Para eles, mantenha sua agenda sempre cheia. Cheia de tempo pra você. Sábado de manhã sua agenda está bloqueada para reorganizar a coleção de VHS que achou no armário da despensa. Domingo de tarde? Nem pensar! Você se comprometeu a reler as edições do Novo Universo da Marvel. E nas noites durante a semana, me perdoe, você precisa descansar. A vida não é só diversão.

Lembre-se: se você não controla o seu tempo, alguém vai controlá-lo para você.

3. Prestigie as suas atividades solitárias

Na pandemia você deve ter sentido o gosto de fazer aquelas coisas que ninguém te permitia pois diziam ser chato ou exclusivas demais, tipo pintura em aquarela sobre fotos de jornal ou compilar regras opcionais de livros de RPG dos anos 80. Quando as coisas estiverem normalizando, tenha certeza, esses seus prazeres serão novamente questionados.

Para evitar essa pressão social, transforme as suas atividades em algo maior. Esse povo com dependência social morre de medo de status e trabalho. Então, não diga que vai ficar pintando aquarelas sobre a cara da Anitta na revista Ela de O Globo, diga que está produzindo uma obra de arte utilizando técnicas mistas. E se te questionarem sobre o caderno cheio de pequenas regras malucas de jogos de rpg obscuros, retruque: é pesquisa para um livro sobre game design com foco na experiência dos jogadores.

Seus hobbies são importantes, dê a eles o devido respeito. Afinal, quem esse povo que vai a Micareta e assiste jogo de futebol na TV acha que é pra julgar os seus divertimentos?

4. Aumente a sua presença virtual (nos lugares certos)

Se você caiu nessa falácia de redes sociais, sim, todos caímos em algum momento, e ainda não conseguiu se livrar, não se desespere. Sim, você, no momento, está desprotegido e é um alvo fácil para investida de qualquer um que tenha o seu número de celular ou saiba seu nome completo, mas dá pra resolver.

A primeira providência é mudar a sua “operação” para ferramentas de comunicação menos conhecidas. Porquê? Explique: privacidade, venda de dados, exploração de sua força de trabalho voluntária para venda de propaganda. Tá bom pra você? Assim, você pode alegar que só usa Whatsapp pro trabalho e que as pessoas vão poder encontrar você com facilidade no Signal, Skype ou Google Hangouts.

Para as redes sociais, o ideal seria abandonar tudo, mas isso provoca uma aporrinhação contínua. Por que você não está no instagram? Já leu isso no twitter? Por que você não entra n@ [insira o nome da rede social]? El@ é tão legal.

Minha recomendação é fazer como eu: criar sua plataforma pessoal onde não vai interagir com ninguém, mas dará a impressão de abertura que acalmará essa gente arroz de festa. Afinal, a melhor maneira de não saberem de você é escrever artigos num site, disponibilizar anotações num microblog exclusivo ou povoar uma versão particular do instagram. Se não vier na colher, o povo não consome.

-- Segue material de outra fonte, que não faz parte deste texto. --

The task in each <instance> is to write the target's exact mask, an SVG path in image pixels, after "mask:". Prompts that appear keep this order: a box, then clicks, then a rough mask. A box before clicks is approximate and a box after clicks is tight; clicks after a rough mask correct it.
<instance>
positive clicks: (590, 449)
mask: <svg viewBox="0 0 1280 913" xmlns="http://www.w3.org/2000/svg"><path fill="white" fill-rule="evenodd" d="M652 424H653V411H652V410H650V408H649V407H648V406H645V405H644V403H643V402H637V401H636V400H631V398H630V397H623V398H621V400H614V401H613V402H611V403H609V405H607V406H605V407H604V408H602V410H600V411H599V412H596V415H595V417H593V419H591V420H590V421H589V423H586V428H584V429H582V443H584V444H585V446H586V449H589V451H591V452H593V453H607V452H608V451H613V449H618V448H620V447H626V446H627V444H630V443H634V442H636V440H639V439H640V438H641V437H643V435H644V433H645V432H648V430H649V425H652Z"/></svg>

5. Alegue estar sofrendo de síndrome da caverna

Tem vezes que não dá. Você tentou de tudo e eles continuam pressionando. Aí você tem que apelar pra uma síndrome. E não dá pra ser as de verdade que você tem e ninguém respeita. É preciso usar alguma coisa que esteja na moda, tipo a síndrome da caverna. Sim, depois de tanto tempo isolado, claro que você precisa se reacostumar ao convívio social. Então, se eles puderem respeitar o seu tempo e esperar só um pouquinho, já, já você volta… ou não.


Espero que essas dicas venham a ajudá-los a manter o isolamento social, sem pressões ou questionamentos, após a pandemia. Enquanto isso, e até depois, fiquem em casa, sozinhos, seguros, saudáveis e felizes. E não precisam me mandar mensagens de agradecimento. A sua distância e silêncio já são suficientes. Obrigado.